Data Scientist vs Data Analyst vs Data Engineer

using Word Cloud - Python

Posted on January 15, 2018

The terms Data Scientist, Data Analyst and Data Engineer are often used interchangeably. Although all three are data focused roles, they have subtle differences that separate each other. With even the hiring companies switching between the terms we'll take a different approach understanding each role.

Let's ask Google

Data Scientist

Data scientists are big data wranglers. They take an enormous mass of messy data points (unstructured and structured) and use their formidable skills in math, statistics and programming to clean, massage and organize them. Then they apply all their analytic powers – industry knowledge, contextual understanding, skepticism of existing assumptions – to uncover hidden solutions to business challenges.

Data Analyst

Data analysts collect, process and perform statistical analyses of data. Their skills may not be as advanced as data scientists (e.g. they may not be able to create new algorithms), but their goals are the same – to discover how data can be used to answer questions and solve problems.

Data Engineer

Data engineers build massive reservoirs for big data. They develop, construct, test and maintain architectures such as databases and large-scale data processing systems. Once continuous pipelines are installed to – and from – these huge “pools” of filtered information, data scientists can pull relevant data sets for their analyses.

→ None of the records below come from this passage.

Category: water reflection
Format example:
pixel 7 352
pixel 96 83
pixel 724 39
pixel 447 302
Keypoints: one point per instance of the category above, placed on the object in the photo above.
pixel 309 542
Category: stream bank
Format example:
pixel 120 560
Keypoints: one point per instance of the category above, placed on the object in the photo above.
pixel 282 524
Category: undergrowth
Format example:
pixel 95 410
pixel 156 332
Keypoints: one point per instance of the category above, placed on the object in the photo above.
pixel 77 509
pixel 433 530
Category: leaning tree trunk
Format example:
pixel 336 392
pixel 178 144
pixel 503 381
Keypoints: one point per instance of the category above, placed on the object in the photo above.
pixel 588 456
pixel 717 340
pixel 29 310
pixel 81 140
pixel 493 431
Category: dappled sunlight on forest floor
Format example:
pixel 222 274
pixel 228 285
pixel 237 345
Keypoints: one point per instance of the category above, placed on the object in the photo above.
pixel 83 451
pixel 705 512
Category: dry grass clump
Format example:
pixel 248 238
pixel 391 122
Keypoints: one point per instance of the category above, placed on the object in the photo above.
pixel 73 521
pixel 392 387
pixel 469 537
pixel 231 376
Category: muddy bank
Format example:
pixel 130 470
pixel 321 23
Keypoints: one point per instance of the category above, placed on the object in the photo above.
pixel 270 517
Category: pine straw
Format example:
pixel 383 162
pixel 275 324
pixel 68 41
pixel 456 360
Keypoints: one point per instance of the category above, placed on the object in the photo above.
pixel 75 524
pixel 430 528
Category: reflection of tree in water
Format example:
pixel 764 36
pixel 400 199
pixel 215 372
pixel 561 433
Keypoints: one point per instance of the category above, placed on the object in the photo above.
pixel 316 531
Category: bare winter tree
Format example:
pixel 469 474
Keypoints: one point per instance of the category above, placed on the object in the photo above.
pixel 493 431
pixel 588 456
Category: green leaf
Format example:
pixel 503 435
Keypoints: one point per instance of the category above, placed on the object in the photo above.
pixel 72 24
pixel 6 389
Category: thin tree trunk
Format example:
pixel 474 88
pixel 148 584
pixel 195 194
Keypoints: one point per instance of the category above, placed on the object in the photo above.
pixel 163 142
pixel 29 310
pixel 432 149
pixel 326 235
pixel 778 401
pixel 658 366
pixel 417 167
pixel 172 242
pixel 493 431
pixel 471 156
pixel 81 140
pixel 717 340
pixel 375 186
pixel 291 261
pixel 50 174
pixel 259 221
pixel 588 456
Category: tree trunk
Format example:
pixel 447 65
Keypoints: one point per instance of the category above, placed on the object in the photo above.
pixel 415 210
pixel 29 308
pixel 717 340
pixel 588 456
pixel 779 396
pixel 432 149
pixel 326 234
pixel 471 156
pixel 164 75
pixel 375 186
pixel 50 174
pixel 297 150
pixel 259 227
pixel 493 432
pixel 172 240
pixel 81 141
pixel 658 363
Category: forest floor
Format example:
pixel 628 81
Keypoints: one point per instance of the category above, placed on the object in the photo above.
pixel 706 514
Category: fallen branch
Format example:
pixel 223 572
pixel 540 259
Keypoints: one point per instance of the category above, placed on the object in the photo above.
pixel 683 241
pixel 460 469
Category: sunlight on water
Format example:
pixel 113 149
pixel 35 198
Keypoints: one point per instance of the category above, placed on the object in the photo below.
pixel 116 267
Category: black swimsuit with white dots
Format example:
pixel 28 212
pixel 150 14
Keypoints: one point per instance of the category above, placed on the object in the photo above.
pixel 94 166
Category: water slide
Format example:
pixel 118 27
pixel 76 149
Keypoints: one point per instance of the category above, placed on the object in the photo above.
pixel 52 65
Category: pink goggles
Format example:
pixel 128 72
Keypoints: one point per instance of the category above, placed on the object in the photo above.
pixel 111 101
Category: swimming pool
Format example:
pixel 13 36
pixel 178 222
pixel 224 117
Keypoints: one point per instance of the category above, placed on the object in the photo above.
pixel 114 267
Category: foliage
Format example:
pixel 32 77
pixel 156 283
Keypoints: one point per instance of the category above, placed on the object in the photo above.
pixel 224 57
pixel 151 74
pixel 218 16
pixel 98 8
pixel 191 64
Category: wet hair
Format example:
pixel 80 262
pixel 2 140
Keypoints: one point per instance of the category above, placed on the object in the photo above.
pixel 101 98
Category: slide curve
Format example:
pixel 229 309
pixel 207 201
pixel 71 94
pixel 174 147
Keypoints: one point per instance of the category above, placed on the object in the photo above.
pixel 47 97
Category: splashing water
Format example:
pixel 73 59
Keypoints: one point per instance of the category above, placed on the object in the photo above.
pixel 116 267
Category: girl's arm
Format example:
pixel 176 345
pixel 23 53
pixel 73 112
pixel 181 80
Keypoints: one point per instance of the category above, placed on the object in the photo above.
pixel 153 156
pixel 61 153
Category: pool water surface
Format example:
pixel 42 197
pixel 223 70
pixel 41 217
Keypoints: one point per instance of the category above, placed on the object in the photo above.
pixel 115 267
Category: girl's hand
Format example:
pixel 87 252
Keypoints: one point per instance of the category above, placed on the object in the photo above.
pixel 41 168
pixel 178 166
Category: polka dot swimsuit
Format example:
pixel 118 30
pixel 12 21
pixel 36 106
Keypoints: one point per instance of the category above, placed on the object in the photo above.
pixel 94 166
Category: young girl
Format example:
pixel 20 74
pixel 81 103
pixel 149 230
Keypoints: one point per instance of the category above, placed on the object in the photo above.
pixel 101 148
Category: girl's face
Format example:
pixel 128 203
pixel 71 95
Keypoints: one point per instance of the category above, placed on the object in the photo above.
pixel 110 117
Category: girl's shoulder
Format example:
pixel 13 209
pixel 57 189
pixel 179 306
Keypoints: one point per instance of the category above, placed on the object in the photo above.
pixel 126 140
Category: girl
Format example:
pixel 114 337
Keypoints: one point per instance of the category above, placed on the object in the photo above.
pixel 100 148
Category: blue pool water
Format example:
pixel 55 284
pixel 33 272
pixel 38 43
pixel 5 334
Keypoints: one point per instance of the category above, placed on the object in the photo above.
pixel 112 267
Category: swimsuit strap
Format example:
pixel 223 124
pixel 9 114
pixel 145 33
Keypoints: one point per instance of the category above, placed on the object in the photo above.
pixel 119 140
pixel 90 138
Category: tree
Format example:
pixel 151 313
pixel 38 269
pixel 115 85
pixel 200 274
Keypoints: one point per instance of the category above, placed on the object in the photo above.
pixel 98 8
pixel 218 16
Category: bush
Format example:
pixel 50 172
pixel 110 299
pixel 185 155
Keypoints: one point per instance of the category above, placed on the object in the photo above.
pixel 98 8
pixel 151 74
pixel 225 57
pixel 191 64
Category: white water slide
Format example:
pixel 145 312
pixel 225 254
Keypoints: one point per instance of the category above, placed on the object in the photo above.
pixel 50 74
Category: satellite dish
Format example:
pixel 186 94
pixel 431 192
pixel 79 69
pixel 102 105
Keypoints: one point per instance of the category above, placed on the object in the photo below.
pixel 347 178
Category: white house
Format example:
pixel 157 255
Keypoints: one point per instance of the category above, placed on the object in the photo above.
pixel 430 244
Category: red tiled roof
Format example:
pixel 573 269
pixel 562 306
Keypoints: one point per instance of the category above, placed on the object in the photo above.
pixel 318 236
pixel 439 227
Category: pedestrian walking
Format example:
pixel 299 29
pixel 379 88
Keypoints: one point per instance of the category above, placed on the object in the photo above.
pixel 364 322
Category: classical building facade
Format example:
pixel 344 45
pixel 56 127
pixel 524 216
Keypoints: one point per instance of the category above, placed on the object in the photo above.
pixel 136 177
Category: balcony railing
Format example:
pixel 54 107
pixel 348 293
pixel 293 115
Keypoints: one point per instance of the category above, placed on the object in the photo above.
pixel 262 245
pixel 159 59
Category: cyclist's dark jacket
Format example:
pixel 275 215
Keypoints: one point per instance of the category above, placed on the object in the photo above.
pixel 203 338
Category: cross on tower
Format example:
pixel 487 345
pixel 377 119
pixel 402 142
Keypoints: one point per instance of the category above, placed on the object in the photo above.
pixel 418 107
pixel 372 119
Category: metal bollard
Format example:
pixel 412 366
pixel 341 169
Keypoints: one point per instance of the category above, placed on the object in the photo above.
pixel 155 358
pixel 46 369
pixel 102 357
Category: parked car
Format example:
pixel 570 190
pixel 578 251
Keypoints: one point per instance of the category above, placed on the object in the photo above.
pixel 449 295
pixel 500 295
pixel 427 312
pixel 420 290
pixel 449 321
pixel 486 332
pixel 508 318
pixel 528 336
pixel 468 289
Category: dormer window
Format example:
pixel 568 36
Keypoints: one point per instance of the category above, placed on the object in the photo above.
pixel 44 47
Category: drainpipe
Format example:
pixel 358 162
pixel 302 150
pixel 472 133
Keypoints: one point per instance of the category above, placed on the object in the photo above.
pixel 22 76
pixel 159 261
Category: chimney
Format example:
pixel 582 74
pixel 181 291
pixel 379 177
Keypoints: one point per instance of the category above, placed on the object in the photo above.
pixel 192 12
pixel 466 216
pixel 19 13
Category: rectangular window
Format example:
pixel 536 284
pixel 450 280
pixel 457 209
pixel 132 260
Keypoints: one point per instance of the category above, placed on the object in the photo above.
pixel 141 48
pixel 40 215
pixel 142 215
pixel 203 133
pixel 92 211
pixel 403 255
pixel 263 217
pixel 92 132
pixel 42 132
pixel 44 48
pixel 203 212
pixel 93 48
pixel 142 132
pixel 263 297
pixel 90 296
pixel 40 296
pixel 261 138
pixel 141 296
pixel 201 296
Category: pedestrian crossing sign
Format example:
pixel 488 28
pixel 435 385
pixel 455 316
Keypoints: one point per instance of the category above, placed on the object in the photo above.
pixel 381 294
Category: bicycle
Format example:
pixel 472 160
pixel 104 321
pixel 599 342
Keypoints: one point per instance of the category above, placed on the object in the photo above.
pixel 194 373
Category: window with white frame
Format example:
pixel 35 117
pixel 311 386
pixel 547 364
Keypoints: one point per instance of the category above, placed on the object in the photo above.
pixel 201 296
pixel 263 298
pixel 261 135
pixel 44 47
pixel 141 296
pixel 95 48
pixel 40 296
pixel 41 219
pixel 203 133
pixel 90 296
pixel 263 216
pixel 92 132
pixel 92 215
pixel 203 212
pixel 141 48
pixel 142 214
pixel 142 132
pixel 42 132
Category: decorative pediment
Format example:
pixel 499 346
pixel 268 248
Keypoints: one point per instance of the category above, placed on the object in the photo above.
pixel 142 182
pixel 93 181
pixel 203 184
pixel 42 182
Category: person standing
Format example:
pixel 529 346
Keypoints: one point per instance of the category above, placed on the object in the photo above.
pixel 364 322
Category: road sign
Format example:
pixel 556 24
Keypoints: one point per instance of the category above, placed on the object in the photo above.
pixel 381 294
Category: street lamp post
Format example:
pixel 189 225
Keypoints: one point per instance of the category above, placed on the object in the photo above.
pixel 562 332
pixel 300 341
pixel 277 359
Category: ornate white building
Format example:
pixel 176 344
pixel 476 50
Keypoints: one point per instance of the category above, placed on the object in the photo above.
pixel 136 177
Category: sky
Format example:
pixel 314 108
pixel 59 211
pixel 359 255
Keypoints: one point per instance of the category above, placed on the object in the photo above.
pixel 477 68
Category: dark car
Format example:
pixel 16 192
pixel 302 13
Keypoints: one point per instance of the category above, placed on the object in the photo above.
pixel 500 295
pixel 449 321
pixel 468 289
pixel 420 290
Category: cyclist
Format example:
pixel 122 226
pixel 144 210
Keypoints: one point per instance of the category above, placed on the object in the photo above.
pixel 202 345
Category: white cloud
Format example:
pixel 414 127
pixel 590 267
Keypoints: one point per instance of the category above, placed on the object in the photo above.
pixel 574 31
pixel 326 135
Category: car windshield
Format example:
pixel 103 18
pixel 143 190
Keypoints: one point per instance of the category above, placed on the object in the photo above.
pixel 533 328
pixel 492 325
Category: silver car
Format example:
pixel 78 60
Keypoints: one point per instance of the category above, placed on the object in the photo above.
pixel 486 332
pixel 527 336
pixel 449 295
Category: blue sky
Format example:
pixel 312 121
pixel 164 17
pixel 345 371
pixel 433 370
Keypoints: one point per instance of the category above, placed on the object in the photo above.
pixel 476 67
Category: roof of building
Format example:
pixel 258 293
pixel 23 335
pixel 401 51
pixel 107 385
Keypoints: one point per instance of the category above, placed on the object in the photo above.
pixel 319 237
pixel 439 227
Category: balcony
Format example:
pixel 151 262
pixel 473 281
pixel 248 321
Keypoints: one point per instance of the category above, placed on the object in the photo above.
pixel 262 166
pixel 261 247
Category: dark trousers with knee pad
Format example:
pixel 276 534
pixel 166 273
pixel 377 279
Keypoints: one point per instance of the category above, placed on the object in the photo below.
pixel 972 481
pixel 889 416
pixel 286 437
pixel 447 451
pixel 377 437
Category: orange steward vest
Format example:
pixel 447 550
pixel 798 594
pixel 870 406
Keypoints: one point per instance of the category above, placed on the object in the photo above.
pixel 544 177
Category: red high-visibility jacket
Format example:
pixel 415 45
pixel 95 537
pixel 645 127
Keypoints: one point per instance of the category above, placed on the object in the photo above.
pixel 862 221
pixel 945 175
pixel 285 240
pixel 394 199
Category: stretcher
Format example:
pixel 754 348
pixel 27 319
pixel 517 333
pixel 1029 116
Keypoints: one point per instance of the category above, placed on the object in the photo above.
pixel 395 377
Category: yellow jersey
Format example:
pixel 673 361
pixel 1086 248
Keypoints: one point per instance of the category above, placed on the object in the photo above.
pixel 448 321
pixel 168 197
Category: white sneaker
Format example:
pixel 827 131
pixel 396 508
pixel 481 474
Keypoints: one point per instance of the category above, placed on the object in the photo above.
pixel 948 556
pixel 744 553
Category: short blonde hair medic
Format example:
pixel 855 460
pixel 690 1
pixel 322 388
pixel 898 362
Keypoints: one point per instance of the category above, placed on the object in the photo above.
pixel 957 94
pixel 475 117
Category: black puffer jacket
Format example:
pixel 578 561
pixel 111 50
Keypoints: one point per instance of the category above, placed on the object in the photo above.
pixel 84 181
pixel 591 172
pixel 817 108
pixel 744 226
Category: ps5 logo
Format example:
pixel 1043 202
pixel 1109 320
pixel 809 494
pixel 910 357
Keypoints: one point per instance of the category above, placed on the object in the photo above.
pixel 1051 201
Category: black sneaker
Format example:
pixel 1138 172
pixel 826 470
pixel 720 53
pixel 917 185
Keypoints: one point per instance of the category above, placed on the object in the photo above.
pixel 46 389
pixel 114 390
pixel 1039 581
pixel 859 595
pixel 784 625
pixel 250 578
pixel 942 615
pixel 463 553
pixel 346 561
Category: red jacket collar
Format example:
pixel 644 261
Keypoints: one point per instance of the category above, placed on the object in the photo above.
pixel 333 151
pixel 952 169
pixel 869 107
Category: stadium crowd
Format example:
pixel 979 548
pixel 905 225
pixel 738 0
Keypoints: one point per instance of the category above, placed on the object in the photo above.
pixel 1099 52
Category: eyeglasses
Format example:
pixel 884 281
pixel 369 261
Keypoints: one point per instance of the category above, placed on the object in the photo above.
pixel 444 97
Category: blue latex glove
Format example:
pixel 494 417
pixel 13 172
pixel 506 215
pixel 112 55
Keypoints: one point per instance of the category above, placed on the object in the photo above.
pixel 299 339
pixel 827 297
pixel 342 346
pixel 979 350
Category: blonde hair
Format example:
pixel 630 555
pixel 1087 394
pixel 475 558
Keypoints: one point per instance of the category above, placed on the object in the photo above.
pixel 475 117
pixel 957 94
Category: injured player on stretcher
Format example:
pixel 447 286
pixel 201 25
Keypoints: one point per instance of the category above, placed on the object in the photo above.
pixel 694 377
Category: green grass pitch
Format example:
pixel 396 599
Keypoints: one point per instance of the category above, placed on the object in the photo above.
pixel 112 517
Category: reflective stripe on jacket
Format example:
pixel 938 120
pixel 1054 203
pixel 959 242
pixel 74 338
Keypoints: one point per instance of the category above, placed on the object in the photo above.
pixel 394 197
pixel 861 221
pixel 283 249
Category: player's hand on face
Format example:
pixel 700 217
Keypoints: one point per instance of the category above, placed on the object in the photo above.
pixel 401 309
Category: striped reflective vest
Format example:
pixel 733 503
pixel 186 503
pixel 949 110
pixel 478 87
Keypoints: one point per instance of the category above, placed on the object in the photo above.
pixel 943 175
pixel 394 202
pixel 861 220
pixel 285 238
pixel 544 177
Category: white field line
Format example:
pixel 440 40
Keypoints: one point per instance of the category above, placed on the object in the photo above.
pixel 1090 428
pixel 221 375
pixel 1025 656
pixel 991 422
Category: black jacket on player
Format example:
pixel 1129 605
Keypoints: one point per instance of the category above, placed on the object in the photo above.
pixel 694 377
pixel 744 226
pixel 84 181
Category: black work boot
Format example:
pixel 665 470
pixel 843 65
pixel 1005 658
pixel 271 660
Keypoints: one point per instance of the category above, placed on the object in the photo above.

The above definitions are a little vague and doesn't explain clearly what skillset a company expects from a potential candidate for the given roles.

Word Cloud

Word Cloud is an image composed of words used in a particular text or subject, in which the size of each word indicates its frequency or importance.

Data from LinkedIn

We collected considerable 'Job description and Qualifications' data for the above roles on LinkedIn posted by multiple companies. Generating word clouds using this data might help us distinguish the roles clearly.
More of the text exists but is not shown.